Thermal greases are arguably the most well-known of the various thermal management materials on the market. Applied in liquid form, the grease stays in a liquid state for the life of the product. The wetting of greases is very good, which is why some manufacturers prefer this material. However, this wetting advantage also has tradeoffs. Because greases are always in a liquid state, they can be extremely messy in a production environment and, generally speaking, there is a fair amount of material waste (read: more cost). Secondly, and perhaps the most important consideration, is that greases can lose their effectiveness over time. Continual thermal cycling of greases can lead to liquid migration, leaving only the filler in place, which eliminates surface wetting and leads to possible field failures. The differing expansion rates of the materials on either side of the interface can create a “pumping” effect, which results in increased thermal impedance and inadequate thermal transfer.

To address the issues associated with thermal greases, phase-change thermal interface materials (TIMs) were developed and introduced to the market over 20 years ago and have since gained widespread acceptance for their ease of use and exceptional performance. Traditionally supplied in pad format, phase-change TIMs are solid at room temperature and become liquid only when heat from the device pushes the material past its melt point (45°C). Unlike thermal greases, phase change materials will not migrate or “pump out” over time. Because they are applied as pads, phase-change materials do have some limitations. Pad thicknesses and sizes are pre-determined, so manufacturers are restricted in terms of application thickness and/or pattern preference. In addition, applying pads is most often achieved manually. While there are automated tape and reel options, the majority of manufacturers prefer to adhere the phase-change pads by hand, which adds operator intervention and production time.

Recently, Henkel has formulated a new class of phase-change thermal interface materials that solves many of the process limitations of greases and pads. Under the well-known Loctite® PowerstrateXtremeTM (PSX) product line, Henkel has launched three new printable phase-change formulations. These new materials, called Loctite PowerstrateXtreme Dispensable (PSX-D) and Loctite PowerstrateXtreme Printable (PSX-P), are phase-change materials in liquid form that offer many of the usability and throughput advantages of thermal greases without any of the drawbacks. Loctite PSX-D is a fast-drying paste that can either be needle dispensed or manually screen printed.

For manufacturers that prefer more print flexibility for automated screen printing systems, Loctite PSX-P is offered in both medium dry and extended dry versions. With the extended dry formulation, abandon time is 2 hours minimum.    Both Loctite PSX-D and Loctite PSX-P products are pastes that are liquid when applied and, once dry, yield a phase-change pad.
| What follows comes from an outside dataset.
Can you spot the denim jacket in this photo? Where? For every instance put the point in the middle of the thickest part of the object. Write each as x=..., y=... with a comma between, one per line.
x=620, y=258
The reliability and performance of the materials are consistent with that of Loctite’s PowerstrateXtreme phase-change film-based materials but, because they are liquids, thicknesses can be adjusted as required. While films do come in a variety of thicknesses, thinner films are difficult to manufacture and often are even more difficult to handle, often resulting in incomplete release from the liner. Loctite PSX-D and Loctite PSX-P solve this problem by offering a material that allows for complete control of application thickness and pattern. In addition to these production advantages, Loctite PSX-D and Loctite PSX-P can be fully automated, thus improving throughput. Plus, the materials are adaptable to current equipment systems, so no new capital expenditure is normally    required. Other advantages include the materials’ adaptability to deviations in surface flatness with the ability to fill any voids with varying thicknesses, simplified handling due to its room temperature dry state and, of course, improved long-term reliability because of the elimination of “pump-out”.

Henkel’s new Loctite PSX-D and Loctite PSX-P materials extend the PowerstrateXtreme brand even further, offer exceptional, proven performance with the added benefits of improved throughput, lower overall manufacturing costs and process versatility.    No longer does the miniaturization model have to mean more complicated processes – at least not for thermal management and Loctite PowerstrateXtreme.